Nakamura Y, Fukiage C, Ma H, Shih M, Azuma M, Shearer T R
Research Laboratories, Senju Pharmaceutical Co., Ltd., 1-5-4 Murotani, Nishi-ku, Kobe, 651-2241, Japan.
Exp Eye Res. 1999 Aug;69(2):155-62. doi: 10.1006/exer.1998.0686.
The purpose of the present investigation was to test three calpain inhibitors (recombinant calpastatin domain I, E64, and SJA6017) against Lp82 calpain in rat lenses. Lp82 is a lens-specific isoenzyme from the calpain super family of calcium-activated, cysteine proteases (EC 34.22.17). Lp82 and m-calpain proteolytic activities and protein levels were measured by casein zymography and immunoblotting. Activity of endogenous Lp82 against vimentin was also tested by in vitro incubation of rat lens soluble and insoluble fractions with calcium. Most of the Lp82 activity could be inhibited by irreversible inhibitor E64 and reversible inhibitor SJA6017. However, a major finding of the present investigation was that Lp82 in the soluble and insoluble fractions of the lens was less sensitive to inhibition by recombinant domain I from the endogenous tissue inhibitor of ubiquitous calpains, calpastatin, than m-calpain. By using recombinant calpastatin to inhibit endogenous lens m-calpain, we were able to demonstrate the first example of a substrate for Lp82, vimentin. These data suggest that Lp82-induced proteolysis in rodent lenses may occur even in the presence of calpastatin.

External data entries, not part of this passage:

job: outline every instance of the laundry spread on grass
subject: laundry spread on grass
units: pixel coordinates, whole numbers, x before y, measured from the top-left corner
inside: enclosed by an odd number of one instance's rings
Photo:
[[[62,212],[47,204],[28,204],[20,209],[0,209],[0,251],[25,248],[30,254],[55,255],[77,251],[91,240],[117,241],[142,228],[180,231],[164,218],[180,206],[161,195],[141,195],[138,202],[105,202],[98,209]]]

本研究的目的是在大鼠晶状体中测试三种钙蛋白酶抑制剂(重组钙蛋白酶抑制蛋白结构域I、E64和SJA6017)对Lp82钙蛋白酶的作用。Lp82是钙蛋白酶超家族中一种晶状体特异性同工酶,属于钙激活的半胱氨酸蛋白酶(EC 34.22.17)。通过酪蛋白酶谱法和免疫印迹法测定Lp82和m-钙蛋白酶的蛋白水解活性及蛋白质水平。还通过将大鼠晶状体可溶性和不溶性组分与钙进行体外孵育,测试内源性Lp82对波形蛋白的活性。大部分Lp82活性可被不可逆抑制剂E64和可逆抑制剂SJA6017抑制。然而,本研究的一个主要发现是,晶状体可溶性和不溶性组分中的Lp82对来自普遍存在的钙蛋白酶的内源性组织抑制剂钙蛋白酶抑制蛋白的重组结构域I的抑制作用,比m-钙蛋白酶更不敏感。通过使用重组钙蛋白酶抑制蛋白抑制内源性晶状体m-钙蛋白酶,我们能够证明Lp82的首个底物波形蛋白。这些数据表明,即使存在钙蛋白酶抑制蛋白,啮齿动物晶状体中由Lp82诱导的蛋白水解仍可能发生。